引き裂かれた絆
この作品を読んでくれる方は、本当に本を読むのが好きな方だと思う。
この身に浴びてしまった絶望を、俺はどうやって洗い流せば良いのだろう。
アリスには会えなかった。
それどころか、彼女の身内の男ラウルによって、俺たちの絆は引き裂かれた。
貴族街の中心に向かって、重い足取りで歩いていく。ウォード邸が見えなくなった辺りで、人目のない適当な壁に背を預け、息をついて空を見上げた。
俺の気持ちにそぐわない、抜けるように青い空。
彼女の瞳は今頃、俺のいない未来を映している。
それなのに俺は、共に過ごした時間から、動けそうにないんだ。
「イヤな予感はしてたけどな」
アリスはあの男と、恋仲になってしまった。
自嘲気味に独りごちて、前髪を乱暴にかきあげる。そのまま掌で眉間を押し上げたのは、頭がどうにかなりそうだと思ったから。
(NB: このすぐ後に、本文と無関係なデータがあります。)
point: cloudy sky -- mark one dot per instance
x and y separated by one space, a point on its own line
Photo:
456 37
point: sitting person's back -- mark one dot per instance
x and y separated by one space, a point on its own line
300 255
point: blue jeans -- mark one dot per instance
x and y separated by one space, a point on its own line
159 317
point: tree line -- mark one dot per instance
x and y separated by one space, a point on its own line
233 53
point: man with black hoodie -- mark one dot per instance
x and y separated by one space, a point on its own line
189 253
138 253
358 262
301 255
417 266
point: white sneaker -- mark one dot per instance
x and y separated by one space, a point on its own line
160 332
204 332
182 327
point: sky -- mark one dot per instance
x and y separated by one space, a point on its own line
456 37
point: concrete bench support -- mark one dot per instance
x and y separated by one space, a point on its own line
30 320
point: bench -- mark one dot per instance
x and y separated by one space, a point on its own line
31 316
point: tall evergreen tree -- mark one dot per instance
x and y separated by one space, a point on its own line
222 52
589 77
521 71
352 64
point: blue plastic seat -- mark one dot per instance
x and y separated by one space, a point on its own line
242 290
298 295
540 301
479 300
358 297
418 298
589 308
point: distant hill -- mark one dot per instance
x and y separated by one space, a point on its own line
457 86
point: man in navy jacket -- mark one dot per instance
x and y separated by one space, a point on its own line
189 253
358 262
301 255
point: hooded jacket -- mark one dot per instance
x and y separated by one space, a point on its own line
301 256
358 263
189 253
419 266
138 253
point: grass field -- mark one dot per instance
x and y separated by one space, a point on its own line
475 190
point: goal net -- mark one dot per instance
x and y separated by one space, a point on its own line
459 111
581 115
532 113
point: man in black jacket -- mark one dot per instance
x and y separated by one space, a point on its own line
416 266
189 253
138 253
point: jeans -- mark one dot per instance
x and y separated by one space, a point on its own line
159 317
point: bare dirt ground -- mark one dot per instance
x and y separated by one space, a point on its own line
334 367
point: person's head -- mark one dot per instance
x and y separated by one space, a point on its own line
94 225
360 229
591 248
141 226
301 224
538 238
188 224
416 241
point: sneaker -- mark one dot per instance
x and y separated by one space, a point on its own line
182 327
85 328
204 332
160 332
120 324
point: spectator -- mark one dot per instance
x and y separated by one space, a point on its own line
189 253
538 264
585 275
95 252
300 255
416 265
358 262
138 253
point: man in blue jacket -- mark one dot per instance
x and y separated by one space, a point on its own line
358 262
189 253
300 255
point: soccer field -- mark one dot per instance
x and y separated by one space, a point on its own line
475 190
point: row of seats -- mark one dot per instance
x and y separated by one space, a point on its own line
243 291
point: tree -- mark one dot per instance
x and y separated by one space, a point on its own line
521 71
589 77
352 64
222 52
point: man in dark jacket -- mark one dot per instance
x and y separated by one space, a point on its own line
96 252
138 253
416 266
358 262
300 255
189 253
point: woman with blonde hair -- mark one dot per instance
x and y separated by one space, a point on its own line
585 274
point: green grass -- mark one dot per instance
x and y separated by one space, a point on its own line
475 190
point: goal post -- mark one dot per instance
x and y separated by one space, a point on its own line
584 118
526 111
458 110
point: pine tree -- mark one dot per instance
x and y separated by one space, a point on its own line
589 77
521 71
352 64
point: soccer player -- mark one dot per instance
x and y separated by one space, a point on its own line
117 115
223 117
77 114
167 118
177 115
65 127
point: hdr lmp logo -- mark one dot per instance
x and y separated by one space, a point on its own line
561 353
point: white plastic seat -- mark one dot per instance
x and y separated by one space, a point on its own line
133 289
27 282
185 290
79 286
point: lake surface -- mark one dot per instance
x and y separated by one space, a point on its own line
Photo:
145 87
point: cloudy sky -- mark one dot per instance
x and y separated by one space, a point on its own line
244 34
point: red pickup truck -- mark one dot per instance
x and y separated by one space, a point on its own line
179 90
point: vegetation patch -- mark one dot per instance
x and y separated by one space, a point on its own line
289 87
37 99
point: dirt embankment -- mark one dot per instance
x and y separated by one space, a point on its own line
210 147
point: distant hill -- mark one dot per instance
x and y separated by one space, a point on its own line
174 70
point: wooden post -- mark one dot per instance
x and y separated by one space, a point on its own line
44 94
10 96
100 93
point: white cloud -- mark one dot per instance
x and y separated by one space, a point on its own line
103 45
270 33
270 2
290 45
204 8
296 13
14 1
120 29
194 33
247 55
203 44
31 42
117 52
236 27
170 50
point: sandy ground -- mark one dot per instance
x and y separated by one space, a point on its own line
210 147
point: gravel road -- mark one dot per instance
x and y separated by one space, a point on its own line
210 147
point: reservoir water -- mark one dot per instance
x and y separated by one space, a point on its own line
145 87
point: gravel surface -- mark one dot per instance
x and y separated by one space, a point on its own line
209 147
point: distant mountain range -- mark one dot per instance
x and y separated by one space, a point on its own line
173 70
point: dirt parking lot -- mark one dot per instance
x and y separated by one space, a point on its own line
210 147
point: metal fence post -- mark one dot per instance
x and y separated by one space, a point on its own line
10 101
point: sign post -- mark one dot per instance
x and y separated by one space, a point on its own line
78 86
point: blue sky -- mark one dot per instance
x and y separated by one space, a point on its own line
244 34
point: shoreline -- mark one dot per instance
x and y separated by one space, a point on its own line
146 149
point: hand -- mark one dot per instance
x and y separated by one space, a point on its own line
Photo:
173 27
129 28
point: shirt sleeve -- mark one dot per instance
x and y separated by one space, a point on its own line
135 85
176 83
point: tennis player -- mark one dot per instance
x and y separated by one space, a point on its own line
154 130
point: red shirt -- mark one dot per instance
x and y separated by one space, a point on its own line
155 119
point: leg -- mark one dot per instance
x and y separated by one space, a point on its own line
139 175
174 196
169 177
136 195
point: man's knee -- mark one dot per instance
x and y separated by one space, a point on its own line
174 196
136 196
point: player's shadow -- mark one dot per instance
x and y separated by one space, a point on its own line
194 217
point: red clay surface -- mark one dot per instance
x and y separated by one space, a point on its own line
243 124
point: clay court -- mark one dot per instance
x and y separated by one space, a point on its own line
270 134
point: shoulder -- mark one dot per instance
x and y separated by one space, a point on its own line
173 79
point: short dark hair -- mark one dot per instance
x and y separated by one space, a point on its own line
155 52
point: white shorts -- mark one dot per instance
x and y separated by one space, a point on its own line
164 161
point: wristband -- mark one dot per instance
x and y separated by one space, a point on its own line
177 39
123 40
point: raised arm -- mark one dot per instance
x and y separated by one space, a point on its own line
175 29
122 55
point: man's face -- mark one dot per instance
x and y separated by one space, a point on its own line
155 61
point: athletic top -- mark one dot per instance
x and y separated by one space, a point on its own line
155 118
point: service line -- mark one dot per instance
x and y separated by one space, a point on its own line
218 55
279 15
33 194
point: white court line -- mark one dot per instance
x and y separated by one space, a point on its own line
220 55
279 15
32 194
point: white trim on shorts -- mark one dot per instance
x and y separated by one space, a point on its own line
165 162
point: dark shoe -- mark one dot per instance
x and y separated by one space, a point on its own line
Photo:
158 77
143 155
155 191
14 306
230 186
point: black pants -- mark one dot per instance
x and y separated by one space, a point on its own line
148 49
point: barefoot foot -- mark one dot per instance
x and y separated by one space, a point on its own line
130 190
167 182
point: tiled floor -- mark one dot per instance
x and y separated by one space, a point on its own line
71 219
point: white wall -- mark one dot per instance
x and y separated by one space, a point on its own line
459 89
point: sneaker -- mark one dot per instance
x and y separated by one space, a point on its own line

『弱さを隠さずに甘えてくれるアリスが、かわいくて仕方ないんだ』
孤児院の先生にも、俺にも。
甘えることが苦手だった彼女が、心を許し、甘えられる相手。
(それが、あの男だったのか?)
アリスに会うこともできない今、俺が答えを確かめる術はない。
貴族令嬢になった娘が、孤児だった過去を捨てたいと願うのは、人の弱さをもってすれば、それほど責められるべきではないだろう。
だがアリスが自分の心を守るためだけに、幼なじみの俺に会いもせず、追い返すとは思えなかった。
俺はアリス以上に、優しい娘をまだ知らない。
(俺はどうすれば良い? このまま諦めて、俺は納得できるのか?)
自問自答した、その答えは――。
* * *
ここは、貴族街旧街区にある、クレアモント伯爵邸。俺はその邸宅に、客人として招かれていた。
「お帰りなさい、リゲル!」
玄関ホールで名前を呼ばれ、立ち止まる。
俺を見つけたエリザベス嬢――クレアモント伯爵家のご令嬢が、二階の吹き抜け廊下から階段へ、ドレスの裾をはためかせて駆け寄ってきた。
「戻りました」
エリザベス嬢はじゃじゃ馬だ。
前クレアモント伯爵の未亡人――例外的に爵位を継ぎ、今は女伯爵となったエリザベス嬢の祖母、大奥さまのウィンディ伯が、両親を亡くした孫娘を、ひどく甘やかして育てたせいらしい。
天真爛漫なエリザベス嬢は、まったく躊躇もせずに、俺の腕に自らの細腕を絡めてきた。
「男に気安く触るもんじゃないですよ」
思ったよりも、冷たい声が出た。
「貴方にだけよ」
エリザベス嬢はおそらく、世界は自分に優しくあるべきだと信じている。